Client: True Blue
Contract to hire
GC or US Citizen only
Look for local first.
Monitoring Engineer
Join the monitoring team in developing and maintaining our enterprise-grade platform. Dig deep into open-source tools both stalwart and cutting-edge, such as Nagios, Thruk, collectd, Graphite and Grafana. Provide full visibility into every corner of our environment, and help the rest of the organization make the best use of your efforts.

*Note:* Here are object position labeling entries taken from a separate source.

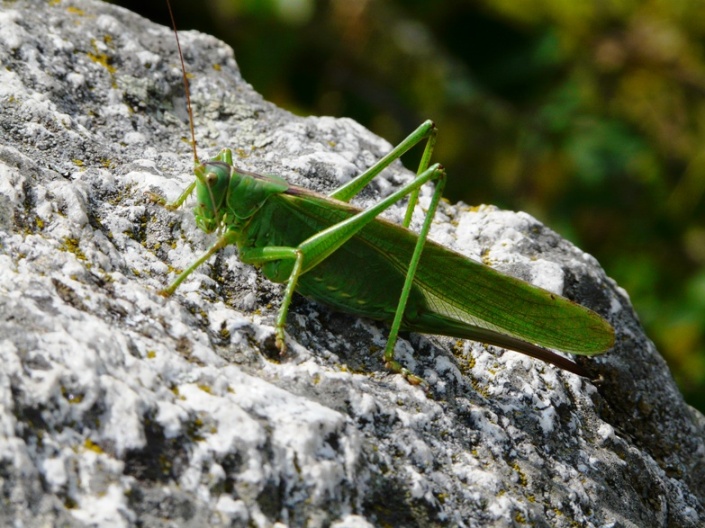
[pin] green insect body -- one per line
(355, 262)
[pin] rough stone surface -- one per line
(120, 407)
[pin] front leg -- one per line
(259, 256)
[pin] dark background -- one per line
(588, 115)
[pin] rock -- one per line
(120, 407)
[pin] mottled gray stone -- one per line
(120, 407)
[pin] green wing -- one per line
(464, 298)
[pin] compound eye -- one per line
(211, 179)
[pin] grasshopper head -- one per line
(212, 180)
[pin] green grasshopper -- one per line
(355, 262)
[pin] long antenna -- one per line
(188, 92)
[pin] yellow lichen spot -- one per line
(522, 477)
(92, 446)
(71, 245)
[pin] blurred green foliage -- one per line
(589, 115)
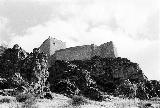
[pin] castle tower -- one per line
(50, 45)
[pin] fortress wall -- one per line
(107, 50)
(56, 45)
(45, 47)
(74, 53)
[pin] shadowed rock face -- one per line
(89, 78)
(98, 74)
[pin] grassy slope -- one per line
(61, 101)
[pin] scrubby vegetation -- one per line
(26, 76)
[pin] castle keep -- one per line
(56, 50)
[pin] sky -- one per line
(132, 25)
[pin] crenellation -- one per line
(56, 50)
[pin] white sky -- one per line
(133, 26)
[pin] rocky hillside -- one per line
(90, 78)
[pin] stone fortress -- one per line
(56, 50)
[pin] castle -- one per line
(56, 50)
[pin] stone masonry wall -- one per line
(74, 53)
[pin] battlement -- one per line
(56, 50)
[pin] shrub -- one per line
(78, 100)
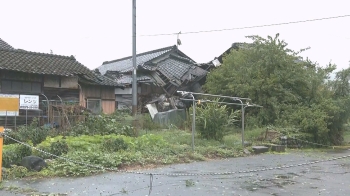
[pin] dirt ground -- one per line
(324, 178)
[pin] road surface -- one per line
(324, 178)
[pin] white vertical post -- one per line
(134, 78)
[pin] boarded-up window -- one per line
(20, 86)
(94, 105)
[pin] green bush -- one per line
(12, 134)
(59, 147)
(33, 133)
(15, 172)
(211, 119)
(114, 144)
(13, 154)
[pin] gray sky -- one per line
(98, 31)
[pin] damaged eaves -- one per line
(159, 72)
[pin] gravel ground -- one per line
(325, 178)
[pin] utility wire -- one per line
(249, 27)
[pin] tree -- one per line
(293, 91)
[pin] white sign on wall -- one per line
(29, 102)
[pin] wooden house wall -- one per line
(105, 93)
(61, 82)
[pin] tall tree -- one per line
(292, 90)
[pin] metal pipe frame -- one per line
(243, 106)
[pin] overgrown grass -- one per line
(149, 149)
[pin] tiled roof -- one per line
(4, 45)
(176, 67)
(125, 64)
(127, 79)
(49, 64)
(40, 63)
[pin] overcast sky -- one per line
(98, 31)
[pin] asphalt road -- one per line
(325, 178)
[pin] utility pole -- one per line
(134, 78)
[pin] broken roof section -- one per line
(167, 67)
(124, 65)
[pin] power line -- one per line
(248, 27)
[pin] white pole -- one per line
(134, 78)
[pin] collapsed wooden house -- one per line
(159, 72)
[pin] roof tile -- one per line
(5, 45)
(125, 64)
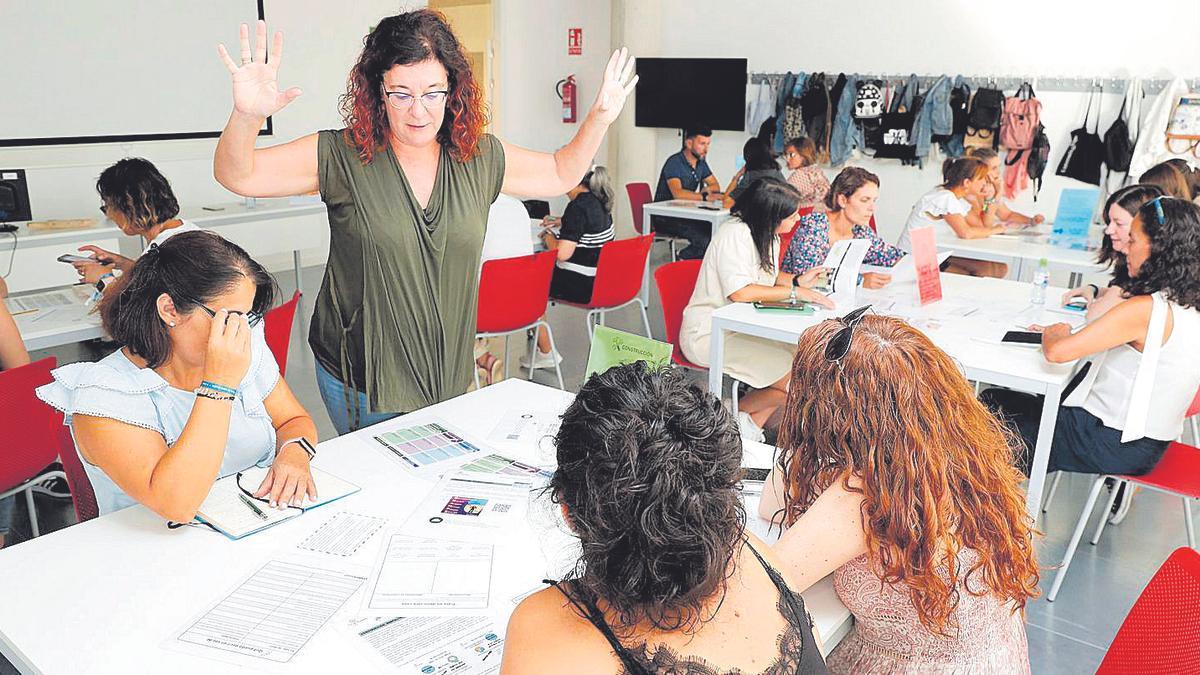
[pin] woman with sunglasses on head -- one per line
(1145, 365)
(897, 479)
(193, 394)
(408, 183)
(739, 267)
(138, 199)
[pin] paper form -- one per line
(270, 615)
(424, 577)
(431, 645)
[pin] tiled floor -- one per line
(1067, 637)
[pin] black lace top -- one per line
(797, 649)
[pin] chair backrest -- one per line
(1162, 632)
(676, 282)
(619, 270)
(82, 494)
(277, 328)
(514, 292)
(508, 233)
(639, 196)
(27, 422)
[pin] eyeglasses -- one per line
(252, 318)
(839, 345)
(430, 101)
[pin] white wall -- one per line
(1037, 39)
(531, 58)
(322, 41)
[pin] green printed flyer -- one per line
(613, 347)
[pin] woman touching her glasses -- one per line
(917, 511)
(193, 394)
(408, 184)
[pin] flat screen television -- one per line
(685, 93)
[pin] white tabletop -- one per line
(59, 323)
(106, 595)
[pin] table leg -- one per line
(1042, 451)
(715, 358)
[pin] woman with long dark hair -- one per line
(741, 267)
(408, 183)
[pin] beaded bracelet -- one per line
(216, 387)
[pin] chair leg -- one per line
(33, 513)
(646, 318)
(1054, 488)
(1108, 508)
(1075, 537)
(1187, 521)
(553, 350)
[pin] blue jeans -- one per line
(333, 393)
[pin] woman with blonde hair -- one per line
(918, 512)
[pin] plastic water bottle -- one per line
(1041, 282)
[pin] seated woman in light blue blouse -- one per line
(193, 394)
(851, 203)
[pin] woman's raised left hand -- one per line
(618, 84)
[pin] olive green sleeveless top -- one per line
(395, 317)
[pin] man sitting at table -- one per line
(685, 175)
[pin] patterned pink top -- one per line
(889, 638)
(813, 185)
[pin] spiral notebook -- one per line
(235, 514)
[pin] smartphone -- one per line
(755, 475)
(1023, 338)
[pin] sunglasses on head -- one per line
(839, 345)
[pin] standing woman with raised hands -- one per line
(408, 183)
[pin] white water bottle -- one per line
(1041, 282)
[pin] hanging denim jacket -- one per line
(795, 89)
(846, 135)
(933, 117)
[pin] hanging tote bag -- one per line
(1085, 154)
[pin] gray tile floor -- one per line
(1067, 637)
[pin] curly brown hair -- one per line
(406, 39)
(937, 470)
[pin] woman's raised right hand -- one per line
(256, 89)
(227, 358)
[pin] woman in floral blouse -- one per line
(851, 204)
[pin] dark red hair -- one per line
(402, 40)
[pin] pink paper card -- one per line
(924, 254)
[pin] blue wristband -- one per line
(216, 387)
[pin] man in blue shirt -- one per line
(685, 175)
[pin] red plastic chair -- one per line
(676, 282)
(31, 442)
(618, 280)
(1177, 473)
(513, 298)
(277, 327)
(639, 196)
(1162, 632)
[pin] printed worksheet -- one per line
(271, 615)
(430, 645)
(429, 577)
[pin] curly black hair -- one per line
(1131, 198)
(1174, 262)
(648, 467)
(137, 189)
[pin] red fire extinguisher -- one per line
(567, 89)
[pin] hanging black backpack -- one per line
(1117, 144)
(1039, 156)
(1085, 154)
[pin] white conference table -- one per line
(1021, 250)
(106, 596)
(967, 323)
(61, 318)
(682, 209)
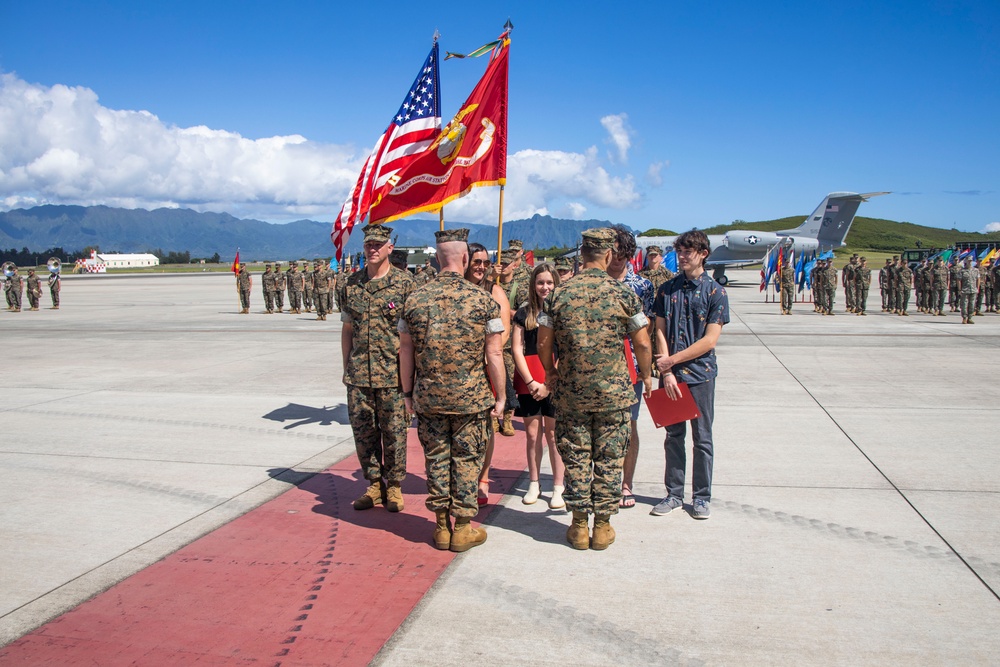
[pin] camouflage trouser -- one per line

The monitoring engineer's essential duties include:
- Maintaining and upgrading a distributed architecture of multiple nagios and graphite backends tied together with Thruk and Grafana frontends
- A near-pathological aversion to monitoring noise, and a willingness to stamp it out wherever it rears its nasty little head
- An understanding of the monitoring ecosystem as a production-equivalent service, and a commitment to treat its uptime and day-to-day operations accordingly
- Working closely with development and support groups to determine what needs to be monitored at what levels, and assisting them in eventually taking ownership of the monitors themselves.

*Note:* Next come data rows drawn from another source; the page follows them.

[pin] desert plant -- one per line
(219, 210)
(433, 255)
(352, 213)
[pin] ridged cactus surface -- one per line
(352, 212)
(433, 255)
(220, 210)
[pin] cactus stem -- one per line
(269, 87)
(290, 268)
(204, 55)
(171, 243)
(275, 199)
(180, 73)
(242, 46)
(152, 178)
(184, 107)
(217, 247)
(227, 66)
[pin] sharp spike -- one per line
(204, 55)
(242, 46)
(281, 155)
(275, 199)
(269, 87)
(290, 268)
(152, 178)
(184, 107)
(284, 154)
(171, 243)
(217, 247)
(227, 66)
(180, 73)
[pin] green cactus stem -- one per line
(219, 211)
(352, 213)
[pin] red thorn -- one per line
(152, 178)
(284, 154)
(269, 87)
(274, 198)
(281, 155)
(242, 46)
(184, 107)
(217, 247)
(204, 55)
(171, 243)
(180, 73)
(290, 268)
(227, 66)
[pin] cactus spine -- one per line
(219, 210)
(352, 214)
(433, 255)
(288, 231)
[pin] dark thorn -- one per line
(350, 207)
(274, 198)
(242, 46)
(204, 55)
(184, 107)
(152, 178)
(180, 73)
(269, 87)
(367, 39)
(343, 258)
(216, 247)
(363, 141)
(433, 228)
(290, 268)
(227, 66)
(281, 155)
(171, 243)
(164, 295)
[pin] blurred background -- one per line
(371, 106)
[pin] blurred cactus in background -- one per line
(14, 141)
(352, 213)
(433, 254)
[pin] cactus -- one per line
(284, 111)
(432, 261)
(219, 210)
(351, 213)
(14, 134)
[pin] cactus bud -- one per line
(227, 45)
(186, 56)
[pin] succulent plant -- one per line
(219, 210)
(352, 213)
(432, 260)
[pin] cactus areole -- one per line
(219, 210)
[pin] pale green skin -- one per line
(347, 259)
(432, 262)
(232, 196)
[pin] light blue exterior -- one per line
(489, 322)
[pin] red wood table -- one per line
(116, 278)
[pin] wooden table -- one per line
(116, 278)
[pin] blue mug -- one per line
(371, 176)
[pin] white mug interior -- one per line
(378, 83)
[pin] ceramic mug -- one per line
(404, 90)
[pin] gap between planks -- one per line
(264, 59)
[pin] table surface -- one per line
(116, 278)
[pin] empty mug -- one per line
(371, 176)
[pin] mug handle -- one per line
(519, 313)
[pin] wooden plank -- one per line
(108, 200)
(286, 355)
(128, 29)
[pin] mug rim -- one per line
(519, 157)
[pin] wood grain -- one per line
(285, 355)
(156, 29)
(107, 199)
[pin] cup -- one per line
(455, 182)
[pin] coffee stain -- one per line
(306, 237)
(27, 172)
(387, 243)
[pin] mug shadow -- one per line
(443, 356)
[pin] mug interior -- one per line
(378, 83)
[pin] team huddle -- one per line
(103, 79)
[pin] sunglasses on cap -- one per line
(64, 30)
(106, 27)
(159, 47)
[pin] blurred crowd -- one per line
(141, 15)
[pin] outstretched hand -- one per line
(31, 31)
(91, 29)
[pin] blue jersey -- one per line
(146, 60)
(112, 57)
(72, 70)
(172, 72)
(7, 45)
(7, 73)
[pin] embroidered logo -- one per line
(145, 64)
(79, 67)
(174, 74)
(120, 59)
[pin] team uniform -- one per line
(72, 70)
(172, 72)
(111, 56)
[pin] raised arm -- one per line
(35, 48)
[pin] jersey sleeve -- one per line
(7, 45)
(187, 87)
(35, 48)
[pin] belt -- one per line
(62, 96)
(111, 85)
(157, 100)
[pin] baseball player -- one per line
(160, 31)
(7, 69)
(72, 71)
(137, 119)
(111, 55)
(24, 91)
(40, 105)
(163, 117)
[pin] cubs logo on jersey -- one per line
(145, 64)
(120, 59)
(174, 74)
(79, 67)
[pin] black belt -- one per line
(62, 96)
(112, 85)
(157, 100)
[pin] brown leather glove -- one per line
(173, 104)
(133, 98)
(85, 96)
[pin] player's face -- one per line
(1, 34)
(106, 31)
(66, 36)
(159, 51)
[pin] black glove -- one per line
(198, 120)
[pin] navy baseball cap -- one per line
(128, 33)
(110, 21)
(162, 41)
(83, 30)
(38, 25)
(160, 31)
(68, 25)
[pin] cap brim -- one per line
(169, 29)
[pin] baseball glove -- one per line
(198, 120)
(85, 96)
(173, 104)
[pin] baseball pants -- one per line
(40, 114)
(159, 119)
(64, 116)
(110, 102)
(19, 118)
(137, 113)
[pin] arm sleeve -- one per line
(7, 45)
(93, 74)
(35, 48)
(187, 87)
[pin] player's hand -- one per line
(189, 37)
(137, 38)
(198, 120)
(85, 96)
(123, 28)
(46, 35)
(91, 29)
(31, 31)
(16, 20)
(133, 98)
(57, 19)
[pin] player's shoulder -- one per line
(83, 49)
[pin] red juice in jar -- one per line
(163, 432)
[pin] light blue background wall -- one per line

- Building new scripts and tools to act as Nagios plugins or collectd feeder scripts, using Perl, Python or Ruby
- Building new dashboards and alert boards in Thruk, Grafana and other tools, and training other groups to build their own
While required skills consist of:
- 5-7 years' experience as a unix systems administrator
- Solid understanding of Nagios: fully able to define new services, commands, etc.
- Familiarity with tools used for gathering and presenting performance metrics, such as Graphite, collectd or Cacti. Experience with Grafana is a big plus.
- Solid scripting abilities with Perl, Python or Ruby, ideally including experience writing Nagios plugins in any of those languages
- Ability to troubleshoot Perl scripts at a minimum
- General understanding of essential network communications and protocols. Ability to troubleshoot tcp or udp connections or parse web pages with command-line tools.
General understanding of snmp: Able to perform an snmpwalk against a network or storage device and understand the results, know the difference between an snmp get request and a trap.